Discovery of the causative agent of AIDS had been the driving force to investigate its genomic structure, function, and replication mechanism. Most importantly, the development of a diagnostic kit contributed to the knowledge of AIDS as an infectious disease especially in the route of transmission. In addition, the development of antiretroviral drugs reduced the mortality of some HIV-infected individuals. However, high price and side effects of the current therapeutic drugs have not been beneficial for most AIDS patients. Thus, it has been generally accepted that the development of a low price and effective prophylactic AIDS vaccine is the only answer to stop the global epidemic. Despite tremendous efforts over the past 25 years, there is no promising candidate for an HIV vaccine. No one has even been able to design and develop a model leading to an effective vaccine. This review will introduce four major milestones in AIDS vaccine development to date which resulted in major social, economic and scientific impacts (Fig. 1).

In 1989, the hopes for a HIV vaccine started from a highly effective formalin-inactivated whole SIV vaccine which was known to confer protection in macaques with AIDS (3). However, three years later, it was found that the protective effect was mediated by antigens (such as HLA and β2m) from the human cells used to grow the viral strain (4).

In 1992, Dr. Ronald Desrosiers reported that a live attenuated SIV vaccine with a deletion in the nef gene can be efficient in treating AIDS of macaques (5). Unfortunately, three years later, Dr. Ruth Ruprecht found that this live attenuated vaccine had a safety issue in which the vaccine itself caused AIDS in neonatal macaques. For this reason, research into the development of a live attenuated vaccine has been no longer carried out (6).
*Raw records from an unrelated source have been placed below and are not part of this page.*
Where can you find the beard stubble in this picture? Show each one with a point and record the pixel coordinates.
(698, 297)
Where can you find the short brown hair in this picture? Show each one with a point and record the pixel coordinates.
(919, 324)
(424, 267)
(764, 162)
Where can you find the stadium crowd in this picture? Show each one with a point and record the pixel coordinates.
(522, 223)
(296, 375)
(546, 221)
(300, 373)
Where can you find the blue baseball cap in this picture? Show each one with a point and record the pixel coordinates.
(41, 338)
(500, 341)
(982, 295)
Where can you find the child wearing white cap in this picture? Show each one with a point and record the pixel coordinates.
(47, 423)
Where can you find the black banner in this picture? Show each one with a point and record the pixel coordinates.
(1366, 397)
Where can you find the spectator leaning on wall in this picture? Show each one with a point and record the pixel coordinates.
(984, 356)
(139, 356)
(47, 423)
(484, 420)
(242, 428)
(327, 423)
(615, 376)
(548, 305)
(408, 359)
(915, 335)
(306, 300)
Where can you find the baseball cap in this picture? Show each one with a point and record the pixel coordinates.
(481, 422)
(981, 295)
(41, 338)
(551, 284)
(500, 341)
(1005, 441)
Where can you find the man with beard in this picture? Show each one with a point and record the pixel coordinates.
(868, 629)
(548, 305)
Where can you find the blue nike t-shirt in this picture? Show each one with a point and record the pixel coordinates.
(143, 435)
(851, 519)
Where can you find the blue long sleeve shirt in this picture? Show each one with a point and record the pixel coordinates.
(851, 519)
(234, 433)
In 1990, Genentech reported that their recombinant glycoprotein gp120 subunit vaccine could induce protection in chimpanzees with HIV-1 (7). In phase I and II trial, they confirmed the safety and immunogenicity. However, when this vaccine was tested on 5,000 volunteers to test efficacy, vaccination failed to show reduction in HIV and thus was not able to become commercialized (8).

Finally, Merck Co. reported that replication-incompetent adenoviral vaccine could elicit effective anti-viral T cell immune response against SHIV (pathogenic HIV-1 and SIV hybrid virus) in 2002 (9). Based on this positive result in monkeys, they entered clinical trial to evaluate the efficacy with almost 10,000 HIV-1 negative healthy volunteers. Disappointedly, in November 2007, they announced negative results on the interim report with 3,000 volunteers. This vaccine was ineffective in lowering plasma viremia postinfection and increased the risk of acquiring HIV-1 infection; therefore, further study on the vaccine was not pursued (10).

There were five major vaccines introduced as possible treatments for AIDS: killed vaccine, live-attenuated vaccine, subunit vaccine, vectored vaccine, and DNA vaccine (Table I). Among them, DNA vaccine is the most promising AIDS vaccine since it was the only one that could provide a safe and protective immunity against HIV. Despite the safety concerns of the live attenuated vaccine, it is currently the only vaccine that is capable of inducing a protective immunity. Hence, the vaccine that has similar qualities and induces a strong response of the immune system similar to that of the live attenuated vaccine is the most probable to become a successful AIDS vaccine. In this regard, the fact that the DNA vaccine with electroporation (EP) does not have a vectored immunity makes it an excellent candidate because it can induce antibodies and a T cell response by continuous injections which are as powerful as live the attenuated vaccine. Therefore, there are high expectations for DNA vaccine with EP to develop successful AIDS vaccines commercially available in the near future.

In order to develop an effective DNA vaccine with EP, the vaccine candidate should be evaluated thoroughly in terms of protective immunity in a small number of volunteers before entering large-scale phase IIb~III efficacy trials. More importantly, even before considering any clinical trials in humans, the efficacy test should be evaluated in the appropriate SIVmac-rhesus macaque challenge model that closely resembles the human case.